Nexford expands distance courses to East Africa
US-based distance learning institution Nexford University has announced its expansion into East Africa, starting with partnerships in Kenya.
The move follows a growing number of students enrolling in the university from countries like Nigeria, Egypt and South Africa.
The expansion has already begun with a partnership between Nexford and the Federation of Kenya Employers to analyse the country’s skill shortages.
“We are… excited to help address local and global talent shortages by enabling Kenyan youth to build the skills they need to qualify for both local and remote jobs,” Nexford’s CEO Fadl Al Tarzi said.
“Kenya’s economy continues to grow and is destined to leapfrog development as a result of a relatively strong primary education system, a robust technology infrastructure and a government clearly committed to digital transformation,” he continued.
Nexford’s goal is to garner a range of online partnerships with employers, and it is also “exploring collaboration” with local universities to add to their delivery of existing online offerings.
As part of its introduction to the expansion, Nexford hosted an online learning and career readiness conference in Nairobi for prospective students, with government, employment and education stakeholders in attendance.
The country’s current market context has made online education a more compelling option for students, according to Nexford.

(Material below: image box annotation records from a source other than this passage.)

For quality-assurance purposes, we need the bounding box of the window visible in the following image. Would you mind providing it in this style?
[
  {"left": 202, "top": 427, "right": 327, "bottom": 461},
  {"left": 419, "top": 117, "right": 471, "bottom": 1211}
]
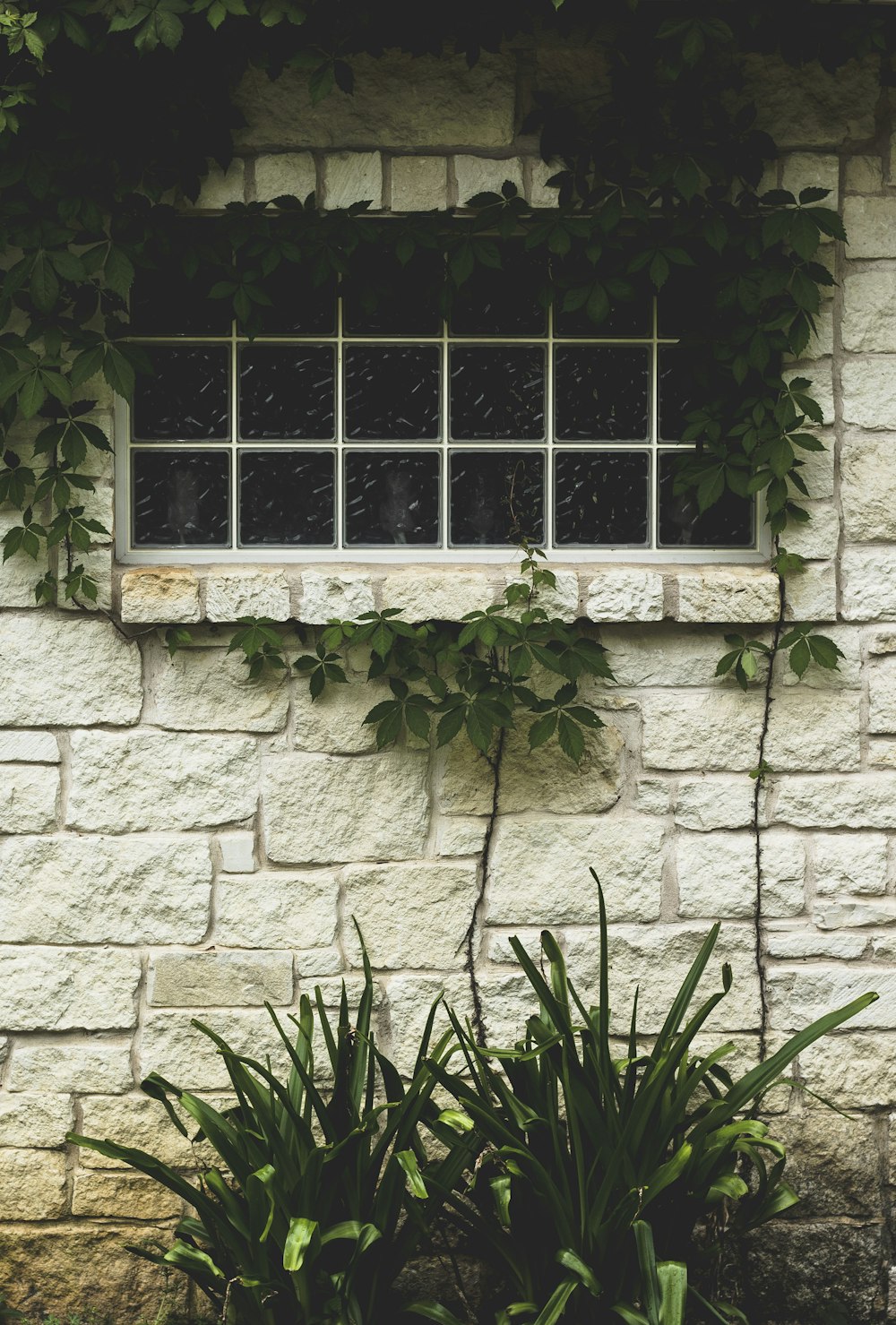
[{"left": 119, "top": 249, "right": 757, "bottom": 561}]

Kenya’s current demand for higher education is now beginning to outnumber the amount of places available in both public and private universities – 173,000 students with grade C+ or above to just over 167,000 places.

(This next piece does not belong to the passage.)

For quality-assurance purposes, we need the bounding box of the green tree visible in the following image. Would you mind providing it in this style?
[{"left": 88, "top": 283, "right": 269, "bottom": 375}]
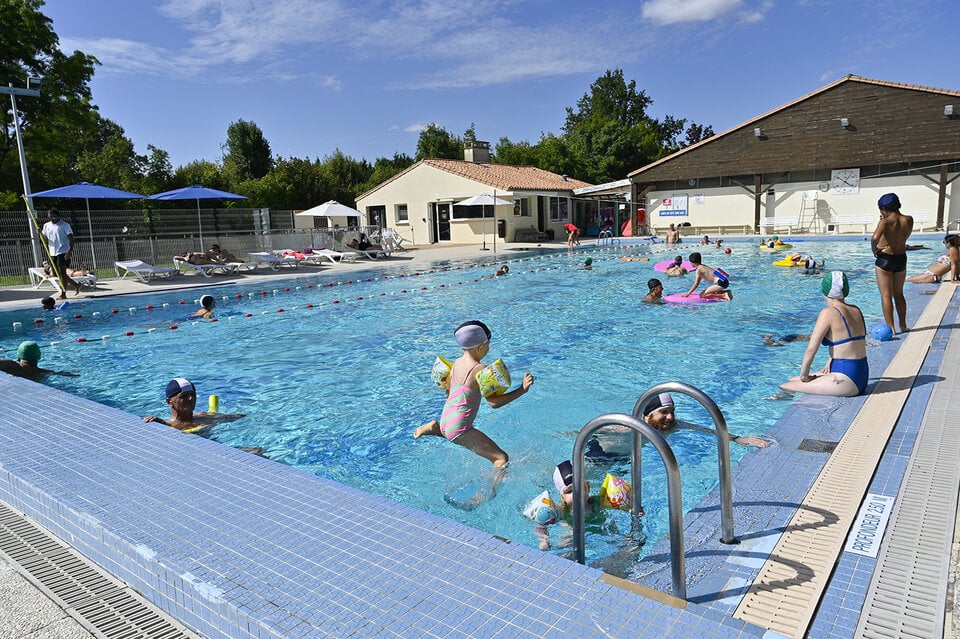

“Similar to many other African nations Kenya is witnessing a supply-demand imbalance across higher education, largely as a result of rapid growth in the youth population.

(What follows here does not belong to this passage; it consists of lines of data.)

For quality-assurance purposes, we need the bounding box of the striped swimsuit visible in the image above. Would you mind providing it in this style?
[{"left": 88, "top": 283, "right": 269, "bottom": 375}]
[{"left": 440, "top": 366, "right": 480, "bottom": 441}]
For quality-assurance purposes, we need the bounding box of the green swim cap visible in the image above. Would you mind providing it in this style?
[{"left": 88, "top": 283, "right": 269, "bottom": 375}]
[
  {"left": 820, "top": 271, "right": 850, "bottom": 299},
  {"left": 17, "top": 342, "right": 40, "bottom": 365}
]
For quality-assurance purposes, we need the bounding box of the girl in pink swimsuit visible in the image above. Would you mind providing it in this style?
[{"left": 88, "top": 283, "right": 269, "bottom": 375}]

“We are excited to help address that capacity shortage in partnership with a number of local organisations,” Al Tarzi said.
In addition to a shortage of places, Kenya is also bracing itself for an increase in university fees and a limit on public funding to “top graded students”.
“Kenya is witnessing a supply-demand imbalance across higher education”
The fees are due to almost triple in price for government-sponsored students, from £101 a semester to over £330, with the new measures recommended by the Presidential Working Party on Education Reform.
This, according to Nexford, means 40% of those with grade C+ or above will not be eligible for any public funding, thus eliminating the option of higher education altogether for some students – or pushing them to online options.
Laila Macharia, a lawyer from the region and non-executive director of ABSA bank, has been recruited by Nexford to be its senior advisor for East Africa.
At the career readiness event in Nairobi, she spoke about “raising awareness” of the opportunities for Africans to “prepare for the future of work and access the global grid of remote employment”.
“The many benefits of online education – provided by platforms such as Nexford – will help the shift from a ‘brain drain’ to amassing ‘brain capital’,” she said after the event.
Nexford’s platform offers US-accredited university degrees online across the world.